Transfer fees are contractual arrangements where an owner pays a fixed amount or a percentage of the sales price at the time of transferring the property. The transfer fees in question are collected by third parties each time a property changes hands. The fees are memorialized in deed covenants and may benefit a homeowners’ association, conservation land bank, non-profit organization or any number of other entities. They are also used by builders and developers to provide themselves with an income stream long after a development is complete.
FHFA proposed enacting restrictions on transfer fees because of concerns that they could:
Increase the costs of home ownership and reduce liquidity in both primary and secondary mortgage markets;
limit property transfers or render them legally uncertain;
detract from the stability of the secondary mortgage market, particularly if such fees will be securitized;
expose lenders, title companies, and secondary market participants to risks from unknown potential liens and title defects;
contribute to reduced transparency for consumers because the fees often are not disclosed by sellers and are difficult to discover through customary title searches, especially after repeated purchases;
represent dramatic, last-minute, non-financeable out-of-pocket costs for consumers;
deprive subsequent homeowners of equity value; and
complicate residential real-estate transactions and introduce confusion and uncertainty for home buyers.
Comments received by FHFA fell generally into five categories:
Advocating a complete ban on private transfer fees. Advocates said these fees increase the cost of homeownership while generating revenue for developers or investors who provide no benefits to the homeowners over time. These comments also noted that there are few binding requirements for disclosure of these fees at closing which adds to the complexity of real estate transactions.
Advocating for private transfer fees for condominiums, cooperatives, and homeowners associations. Commenters maintained that private transfer fees fund the capital reserves of their communities, helping to fund improvements which increase property values, lower member fees, and that these fees are fully disclosed.
Advocating for private transfer fees for tax-exempt nonprofit associations that provide direct benefits to the property and advocating for government and other entities that provide benefits to the community at large.
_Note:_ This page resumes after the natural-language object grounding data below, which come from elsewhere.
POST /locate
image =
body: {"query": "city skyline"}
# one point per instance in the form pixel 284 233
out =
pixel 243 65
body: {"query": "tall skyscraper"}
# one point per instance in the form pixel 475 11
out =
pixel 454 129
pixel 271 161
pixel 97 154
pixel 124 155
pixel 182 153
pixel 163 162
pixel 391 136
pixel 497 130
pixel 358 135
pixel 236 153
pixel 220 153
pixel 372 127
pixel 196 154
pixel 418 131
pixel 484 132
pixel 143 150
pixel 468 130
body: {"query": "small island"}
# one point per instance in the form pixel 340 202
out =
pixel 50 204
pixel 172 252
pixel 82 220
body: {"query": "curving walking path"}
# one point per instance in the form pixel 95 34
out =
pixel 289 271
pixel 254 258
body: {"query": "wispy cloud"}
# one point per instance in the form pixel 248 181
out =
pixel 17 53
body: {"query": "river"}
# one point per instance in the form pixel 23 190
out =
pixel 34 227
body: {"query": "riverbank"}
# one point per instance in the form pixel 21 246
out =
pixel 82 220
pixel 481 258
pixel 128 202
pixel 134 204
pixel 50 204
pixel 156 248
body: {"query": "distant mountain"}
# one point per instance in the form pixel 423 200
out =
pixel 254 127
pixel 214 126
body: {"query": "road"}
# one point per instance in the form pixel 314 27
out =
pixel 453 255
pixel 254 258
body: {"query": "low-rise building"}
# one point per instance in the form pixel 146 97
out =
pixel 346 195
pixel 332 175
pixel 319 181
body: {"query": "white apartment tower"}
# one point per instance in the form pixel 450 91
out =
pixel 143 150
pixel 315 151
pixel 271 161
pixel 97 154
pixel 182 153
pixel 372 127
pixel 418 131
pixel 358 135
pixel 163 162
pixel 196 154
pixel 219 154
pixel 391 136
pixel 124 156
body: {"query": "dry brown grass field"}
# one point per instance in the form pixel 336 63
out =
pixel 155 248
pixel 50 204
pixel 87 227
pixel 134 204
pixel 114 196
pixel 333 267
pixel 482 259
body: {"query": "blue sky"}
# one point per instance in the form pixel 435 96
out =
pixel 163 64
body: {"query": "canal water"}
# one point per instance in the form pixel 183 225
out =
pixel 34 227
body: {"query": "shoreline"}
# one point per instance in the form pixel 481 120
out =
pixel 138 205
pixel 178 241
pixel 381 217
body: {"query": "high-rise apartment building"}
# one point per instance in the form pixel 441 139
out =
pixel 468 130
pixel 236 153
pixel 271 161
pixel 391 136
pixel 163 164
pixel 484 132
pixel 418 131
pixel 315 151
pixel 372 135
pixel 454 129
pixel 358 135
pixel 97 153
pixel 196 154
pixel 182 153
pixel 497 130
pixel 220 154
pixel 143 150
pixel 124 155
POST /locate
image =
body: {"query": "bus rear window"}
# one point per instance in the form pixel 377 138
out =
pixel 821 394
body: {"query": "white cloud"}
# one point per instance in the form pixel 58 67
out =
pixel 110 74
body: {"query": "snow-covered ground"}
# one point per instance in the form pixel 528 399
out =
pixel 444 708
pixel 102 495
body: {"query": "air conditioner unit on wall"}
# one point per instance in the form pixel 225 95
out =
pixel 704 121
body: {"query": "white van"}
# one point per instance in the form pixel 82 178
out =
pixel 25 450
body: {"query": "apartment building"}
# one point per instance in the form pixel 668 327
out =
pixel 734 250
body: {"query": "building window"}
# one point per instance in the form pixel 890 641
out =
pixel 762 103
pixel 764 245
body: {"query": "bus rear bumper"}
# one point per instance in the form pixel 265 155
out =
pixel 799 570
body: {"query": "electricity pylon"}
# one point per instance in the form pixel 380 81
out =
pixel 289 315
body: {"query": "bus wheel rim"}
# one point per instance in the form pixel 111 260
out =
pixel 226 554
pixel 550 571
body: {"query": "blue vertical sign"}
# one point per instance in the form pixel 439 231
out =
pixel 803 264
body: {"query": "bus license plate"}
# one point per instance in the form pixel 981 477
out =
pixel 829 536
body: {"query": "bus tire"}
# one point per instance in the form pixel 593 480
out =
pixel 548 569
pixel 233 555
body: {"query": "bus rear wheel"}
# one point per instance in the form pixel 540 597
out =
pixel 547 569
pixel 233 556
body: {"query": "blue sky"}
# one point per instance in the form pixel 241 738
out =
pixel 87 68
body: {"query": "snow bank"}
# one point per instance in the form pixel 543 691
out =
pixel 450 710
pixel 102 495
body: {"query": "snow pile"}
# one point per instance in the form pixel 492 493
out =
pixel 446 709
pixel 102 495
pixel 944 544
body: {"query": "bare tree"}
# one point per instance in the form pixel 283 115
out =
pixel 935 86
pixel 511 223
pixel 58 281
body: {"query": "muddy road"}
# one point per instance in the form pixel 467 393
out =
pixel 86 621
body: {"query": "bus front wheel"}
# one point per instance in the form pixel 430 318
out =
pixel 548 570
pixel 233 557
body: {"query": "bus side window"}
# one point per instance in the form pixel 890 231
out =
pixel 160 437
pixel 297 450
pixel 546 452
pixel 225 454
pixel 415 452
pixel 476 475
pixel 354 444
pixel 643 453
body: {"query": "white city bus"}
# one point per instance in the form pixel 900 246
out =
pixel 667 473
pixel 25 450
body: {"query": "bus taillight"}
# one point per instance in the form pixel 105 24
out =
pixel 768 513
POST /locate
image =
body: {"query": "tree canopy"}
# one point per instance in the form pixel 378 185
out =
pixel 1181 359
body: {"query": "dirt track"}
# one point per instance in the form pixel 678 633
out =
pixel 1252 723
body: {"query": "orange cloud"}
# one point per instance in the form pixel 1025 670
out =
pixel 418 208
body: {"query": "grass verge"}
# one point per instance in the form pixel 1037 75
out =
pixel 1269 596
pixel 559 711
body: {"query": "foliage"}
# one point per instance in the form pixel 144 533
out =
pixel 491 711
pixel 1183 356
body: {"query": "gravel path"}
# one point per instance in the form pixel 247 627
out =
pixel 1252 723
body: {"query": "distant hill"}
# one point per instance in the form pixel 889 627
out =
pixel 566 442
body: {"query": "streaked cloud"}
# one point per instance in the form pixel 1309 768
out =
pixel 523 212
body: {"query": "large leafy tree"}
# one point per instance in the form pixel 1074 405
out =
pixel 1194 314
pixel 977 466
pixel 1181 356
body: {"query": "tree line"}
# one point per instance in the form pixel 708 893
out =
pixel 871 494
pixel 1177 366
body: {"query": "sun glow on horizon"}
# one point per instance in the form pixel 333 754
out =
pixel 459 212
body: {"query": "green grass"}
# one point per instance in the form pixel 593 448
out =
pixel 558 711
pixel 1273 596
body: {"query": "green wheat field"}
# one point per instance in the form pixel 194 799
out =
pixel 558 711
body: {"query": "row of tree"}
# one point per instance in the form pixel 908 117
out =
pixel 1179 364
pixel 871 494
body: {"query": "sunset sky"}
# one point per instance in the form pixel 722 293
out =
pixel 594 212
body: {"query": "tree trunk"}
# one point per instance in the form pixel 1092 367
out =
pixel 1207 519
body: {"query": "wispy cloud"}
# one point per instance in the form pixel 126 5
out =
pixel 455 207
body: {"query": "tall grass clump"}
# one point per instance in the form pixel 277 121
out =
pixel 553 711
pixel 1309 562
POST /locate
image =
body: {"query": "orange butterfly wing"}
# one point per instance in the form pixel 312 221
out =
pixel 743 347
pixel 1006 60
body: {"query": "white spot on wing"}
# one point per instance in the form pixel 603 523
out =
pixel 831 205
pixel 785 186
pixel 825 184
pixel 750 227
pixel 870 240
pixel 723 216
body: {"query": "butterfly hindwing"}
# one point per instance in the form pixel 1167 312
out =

These commenters asserted that certain non-profit organizations and agencies play important roles by supporting the creation and maintenance of community enhancements such as open space, environmental conservation, and preservation, affording housing, and transit improvements. Some comments supported fees even if they did not directly benefit the subject property.
Supporting the payment of such fees to for-profit entities and also supporting the securitization and sale of transfer-fee income streams to investors. These commenters claim that transfer fees raise the same objections and confer the same benefits across the spectrum of the entities that might collect them. They also argued that transfer fees lower the cost of construction by spreading it over future buyers.
Level of fees. FHFA had expressed concern about the reasonable level of fees, whether they were fixed over the life of the covenant, and if they were proportional to the benefit rendered. Comments generally urged FHFA not to consider this issue.
Compliance. Commenters, primarily banks, expressed concern about their ability to compliance without excessive burdens; particularly accessing underlying documents regarding existence of such fees.
Prospective Application. Concern was expressed that the final rules might be retroactive, affecting closed loans that had not yet been securitized, complicating title searches, and impacting the salability of properties with existing covenants.
In response to the comments, FHFA’s proposed rule would:
Exempt from the rule private transfer fees paid to homeowners associations and similar organizations and to tax-exempt non-profit organizations where the fees are used to the direct benefit of the encumbered property. FHFA will not exempt fees paid to non-profit organizations that do not provide a direct benefit to the property on the basis of traditional law that a covenant running with the land must benefit the land it burdens.
Be prospective, applying only to private transfer fee covenants created after the publication date of the proposed rule.
Allow an implementation period of 120 days for the regulated entities which may use reasonable means to achieve compliance with this rule.
Make no attempt to consider or evaluate the level of private transfer fees.